A wealth of new data
New statistics on Aboriginal people in Canada
Article: Christell Simeon – Contributor
The population of Aboriginals in Canada grew by approximately one-fifth between 2006 and 2011, according to the findings from the 2011 National Household Survey (NHS) by Statistics Canada. Providing information about the Aboriginal population was the essence of a public policy seminar held on Feb. 18. The seminar was organized by the Johnson Shoyama Graduate School of Public Policy and hosted at the U of R College Building.
The seminar entitled ‘A Wealth of New Data’ was open to students, public sector employees and the public. The first presentation was delivered by Tasha Felix, Advisor in the Aboriginal Liaison Program, of Statistics Canada who reported on the findings of the 2011 National Household Survey relevant to the Aboriginal population. The total size of the Aboriginal population based on survey data was just over 1.4 million or 4.3 per cent of the Canadian population. The Aboriginal population is divided among the First Nations, Metis and Inuit peoples, of which the First Nations has the largest population size.
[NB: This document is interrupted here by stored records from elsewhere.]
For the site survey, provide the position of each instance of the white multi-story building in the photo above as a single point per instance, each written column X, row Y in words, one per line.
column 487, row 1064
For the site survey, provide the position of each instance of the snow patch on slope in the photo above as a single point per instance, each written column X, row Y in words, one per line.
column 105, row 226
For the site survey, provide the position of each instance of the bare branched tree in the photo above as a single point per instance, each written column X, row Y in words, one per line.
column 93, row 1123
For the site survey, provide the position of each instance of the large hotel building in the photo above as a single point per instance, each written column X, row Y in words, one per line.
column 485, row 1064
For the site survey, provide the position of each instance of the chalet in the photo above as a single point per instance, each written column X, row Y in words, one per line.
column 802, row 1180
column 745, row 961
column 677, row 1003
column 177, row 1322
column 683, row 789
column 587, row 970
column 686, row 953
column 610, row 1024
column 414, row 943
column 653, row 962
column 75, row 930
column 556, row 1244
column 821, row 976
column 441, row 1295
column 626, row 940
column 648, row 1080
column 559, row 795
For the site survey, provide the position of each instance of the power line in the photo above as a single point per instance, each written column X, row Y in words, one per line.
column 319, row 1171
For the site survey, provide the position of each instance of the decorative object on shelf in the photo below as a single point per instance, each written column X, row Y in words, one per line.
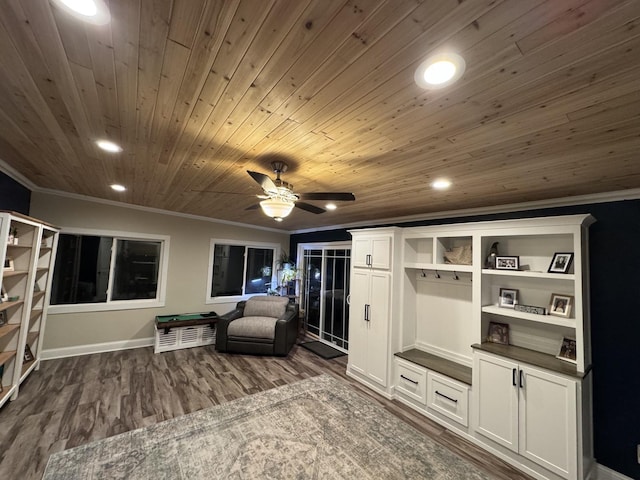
column 459, row 255
column 498, row 333
column 530, row 309
column 9, row 266
column 560, row 262
column 28, row 354
column 568, row 350
column 508, row 297
column 507, row 262
column 490, row 261
column 560, row 305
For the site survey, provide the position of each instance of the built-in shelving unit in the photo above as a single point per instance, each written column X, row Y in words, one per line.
column 27, row 253
column 448, row 366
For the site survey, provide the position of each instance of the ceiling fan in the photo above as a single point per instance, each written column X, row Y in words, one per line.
column 279, row 198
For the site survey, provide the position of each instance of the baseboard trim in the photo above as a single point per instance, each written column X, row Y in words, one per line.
column 605, row 473
column 51, row 353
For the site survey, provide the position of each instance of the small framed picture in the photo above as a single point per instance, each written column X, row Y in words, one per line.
column 28, row 354
column 560, row 263
column 568, row 350
column 507, row 263
column 560, row 305
column 508, row 298
column 498, row 333
column 9, row 265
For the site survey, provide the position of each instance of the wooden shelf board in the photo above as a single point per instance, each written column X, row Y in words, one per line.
column 8, row 305
column 7, row 329
column 6, row 356
column 529, row 274
column 437, row 364
column 532, row 317
column 537, row 359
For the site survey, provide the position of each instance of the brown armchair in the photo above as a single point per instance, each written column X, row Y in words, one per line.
column 262, row 325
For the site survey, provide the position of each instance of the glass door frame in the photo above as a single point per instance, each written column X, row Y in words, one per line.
column 343, row 245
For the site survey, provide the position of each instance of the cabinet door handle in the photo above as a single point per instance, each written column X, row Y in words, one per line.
column 448, row 398
column 408, row 379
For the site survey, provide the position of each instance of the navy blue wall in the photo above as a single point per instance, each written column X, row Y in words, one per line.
column 13, row 196
column 614, row 243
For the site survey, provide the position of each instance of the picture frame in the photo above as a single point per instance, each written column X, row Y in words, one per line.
column 560, row 305
column 568, row 350
column 504, row 262
column 28, row 354
column 508, row 298
column 498, row 333
column 9, row 266
column 561, row 262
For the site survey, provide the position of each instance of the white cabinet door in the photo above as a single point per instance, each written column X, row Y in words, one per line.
column 496, row 399
column 358, row 328
column 548, row 427
column 378, row 324
column 371, row 251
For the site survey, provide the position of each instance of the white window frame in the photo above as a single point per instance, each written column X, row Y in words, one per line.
column 237, row 298
column 163, row 270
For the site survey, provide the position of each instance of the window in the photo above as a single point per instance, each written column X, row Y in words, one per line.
column 104, row 272
column 237, row 270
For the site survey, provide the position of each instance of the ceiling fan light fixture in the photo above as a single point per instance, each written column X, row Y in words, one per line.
column 276, row 208
column 439, row 71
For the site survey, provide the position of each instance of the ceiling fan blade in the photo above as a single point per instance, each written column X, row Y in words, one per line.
column 309, row 208
column 338, row 196
column 264, row 181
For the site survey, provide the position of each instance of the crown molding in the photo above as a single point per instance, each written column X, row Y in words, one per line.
column 606, row 197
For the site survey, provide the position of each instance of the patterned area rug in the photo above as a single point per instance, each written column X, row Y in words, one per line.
column 314, row 429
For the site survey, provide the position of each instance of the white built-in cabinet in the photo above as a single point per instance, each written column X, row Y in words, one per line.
column 370, row 298
column 27, row 255
column 518, row 400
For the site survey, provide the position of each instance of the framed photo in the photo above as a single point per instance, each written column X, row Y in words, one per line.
column 560, row 263
column 560, row 305
column 498, row 333
column 28, row 354
column 508, row 297
column 568, row 350
column 8, row 264
column 507, row 263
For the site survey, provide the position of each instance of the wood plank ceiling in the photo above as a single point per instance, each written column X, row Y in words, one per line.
column 199, row 91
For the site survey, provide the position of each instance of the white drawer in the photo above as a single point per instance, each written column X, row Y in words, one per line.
column 448, row 397
column 411, row 381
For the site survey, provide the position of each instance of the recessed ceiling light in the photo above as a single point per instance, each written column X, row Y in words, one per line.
column 92, row 11
column 108, row 146
column 441, row 184
column 440, row 70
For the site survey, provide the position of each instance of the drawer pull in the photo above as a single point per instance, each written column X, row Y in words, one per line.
column 408, row 379
column 448, row 398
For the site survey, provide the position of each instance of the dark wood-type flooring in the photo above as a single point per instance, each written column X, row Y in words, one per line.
column 73, row 401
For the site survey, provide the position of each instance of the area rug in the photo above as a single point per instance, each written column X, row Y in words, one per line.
column 322, row 349
column 318, row 428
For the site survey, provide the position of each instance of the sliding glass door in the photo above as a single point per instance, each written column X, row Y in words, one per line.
column 326, row 287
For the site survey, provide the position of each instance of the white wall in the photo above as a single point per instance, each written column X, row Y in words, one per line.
column 187, row 276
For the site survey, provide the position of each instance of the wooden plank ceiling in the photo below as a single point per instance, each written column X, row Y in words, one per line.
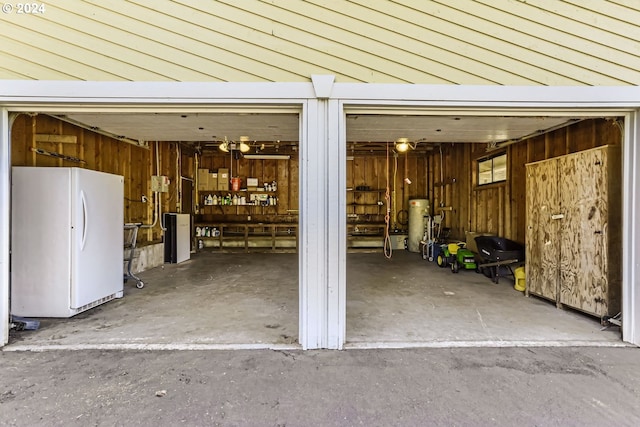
column 506, row 42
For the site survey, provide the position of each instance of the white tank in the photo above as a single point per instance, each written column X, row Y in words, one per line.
column 418, row 209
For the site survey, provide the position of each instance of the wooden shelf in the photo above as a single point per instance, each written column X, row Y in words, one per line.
column 252, row 235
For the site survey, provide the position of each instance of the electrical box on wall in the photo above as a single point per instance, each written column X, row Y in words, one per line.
column 160, row 183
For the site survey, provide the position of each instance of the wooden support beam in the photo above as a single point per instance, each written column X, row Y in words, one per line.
column 56, row 155
column 57, row 139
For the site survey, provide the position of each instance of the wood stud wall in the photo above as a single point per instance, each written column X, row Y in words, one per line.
column 500, row 208
column 447, row 179
column 284, row 172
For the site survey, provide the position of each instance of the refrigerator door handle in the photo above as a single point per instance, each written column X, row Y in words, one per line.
column 84, row 220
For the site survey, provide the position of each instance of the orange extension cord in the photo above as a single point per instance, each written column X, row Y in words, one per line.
column 388, row 249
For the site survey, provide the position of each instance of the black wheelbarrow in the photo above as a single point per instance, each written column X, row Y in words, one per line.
column 497, row 252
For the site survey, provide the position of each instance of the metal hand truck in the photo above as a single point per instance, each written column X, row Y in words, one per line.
column 131, row 237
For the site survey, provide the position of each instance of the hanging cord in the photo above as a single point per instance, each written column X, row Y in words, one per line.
column 388, row 250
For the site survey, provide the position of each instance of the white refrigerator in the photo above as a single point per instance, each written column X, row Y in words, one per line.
column 67, row 240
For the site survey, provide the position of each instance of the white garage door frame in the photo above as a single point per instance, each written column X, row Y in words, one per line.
column 324, row 105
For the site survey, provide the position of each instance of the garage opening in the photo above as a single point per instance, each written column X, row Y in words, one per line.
column 421, row 188
column 231, row 177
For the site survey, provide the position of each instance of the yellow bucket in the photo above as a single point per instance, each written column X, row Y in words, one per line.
column 520, row 279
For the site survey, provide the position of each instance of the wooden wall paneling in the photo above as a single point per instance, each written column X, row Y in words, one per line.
column 557, row 143
column 293, row 187
column 582, row 136
column 283, row 186
column 467, row 189
column 20, row 131
column 607, row 132
column 517, row 158
column 538, row 148
column 613, row 228
column 584, row 258
column 542, row 261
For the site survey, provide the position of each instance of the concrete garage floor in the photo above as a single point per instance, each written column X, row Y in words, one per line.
column 228, row 301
According to Tasha Felix, “60.8 per cent of Aboriginal people report a First Nations single identity.” With relation to the province of Saskatchewan, the household survey revealed that 10.2 per cent of the Aboriginal population reports a First Nations identity with 57.8 per cent of them living in reserves throughout the province. In contrast to the other Aboriginal groups, close to three-quarters of the Inuit people live in Inuit Nunangat, which is their traditional homeland territory in the Northern part of Canada, the 2011 survey confirmed.
The most interesting finding of this survey was the pronouncement of the significant difference in the age between Aboriginals and the non-Aboriginal population. According to Tasha Felix, “the median age for the Aboriginal population is 28, whereas the median age for the non-Aboriginal population is 41.” This confirms that the Aboriginal population is significantly younger than the non-Aboriginal population. The Inuit is the youngest of the Aboriginal population. In Saskatchewan, based on the survey findings, 34 per cent of the Aboriginal population is under the age of 15 and the median age is 29.
Two areas of great concern that are evident from the survey is the decline in the ability of Aboriginals to conduct a conversation in their own native language, and the gap between people of Aboriginal identity who complete high school or equivalent education and non-Aboriginal people who complete the same level of education. There was approximately a 4 per cent decline in those Aboriginal people who were able to conduct a conversation in their native language from the 2006 survey, with the Inuit having the most ability to do so.
Advisor in Aboriginal Liaison Program, Tasha Felix highlighted the “20 point” difference between the Aboriginal and non-Aboriginal population with regards to completion of high-school or equivalent education. This, of course, ultimately affects their ability to obtain a job, earning power and quality of life. Based on survey results, only 45.3 per cent of persons claiming Aboriginal identity gain employment without a high school diploma or equivalent. Of those who do finish high school, the survey affirms the tendency for the Aboriginal population to complete more trade certificates and college diplomas than university degrees.
The second part of the presentation was led by Susan Wallace, an analyst in the Social and Aboriginal Statistics Division. Her focus was on the 2012 Aboriginal Peoples Survey, which details the education, employment, health and other core components such as language, housing and mobility of the Aboriginal population. This survey is different from the 2011 NHS because it is not mandatory and it collects information only from persons of Aboriginal identity. Persons of Aboriginal identity are persons who recognized themselves or their descent as being Aboriginal. The sample size of the survey was 51,000 or just under 4 per cent of the total Aboriginal population in Canada. A key point highlighted was the high school completion rates of First Nations people between the ages of 18 to 44 living off the reserve, which was 72 per cent nationally, and 69 per cent in Saskatchewan. The advantage of this survey was its ability to provide details as to the characteristics of those Aboriginal students who did not complete high school or its equivalent. Susan Wallace referred to them as ‘leavers’ whereas those who complete high school are called ‘completers.’
According to the survey, some of the personal characteristics of these ‘leavers’ include skipping classes, arriving late to school and changing schools frequently. Also, the main family characteristic of these ‘leavers’ was that they had siblings who had dropped out of school. The survey additionally uncovered that the primary reasons for teenage girls dropping out of school were pregnancy or child-care responsibilities, while for the opposite sex, the primary reasons were money problems or desire to work.
However, finding a job is definitely not an easy task. The 2012 Aboriginal Peoples Survey underlined the major reasons for the lower employment rates of Aboriginals which were: shortage of jobs, lack of education, work inexperience, and no transportation only for those First Nations living off the reserve.
The audience was very participative in the presentation. Questions were raised about disability and health issues concerning the Aboriginal population. As to future surveys, Susan Wallace declared that she was unable to confirm if and when there will be another Aboriginal Peoples Survey. Overall, the seminar was extremely informative and enlightening and hopefully, for those who didn’t attend, this will give better insight into these developments and new statistics.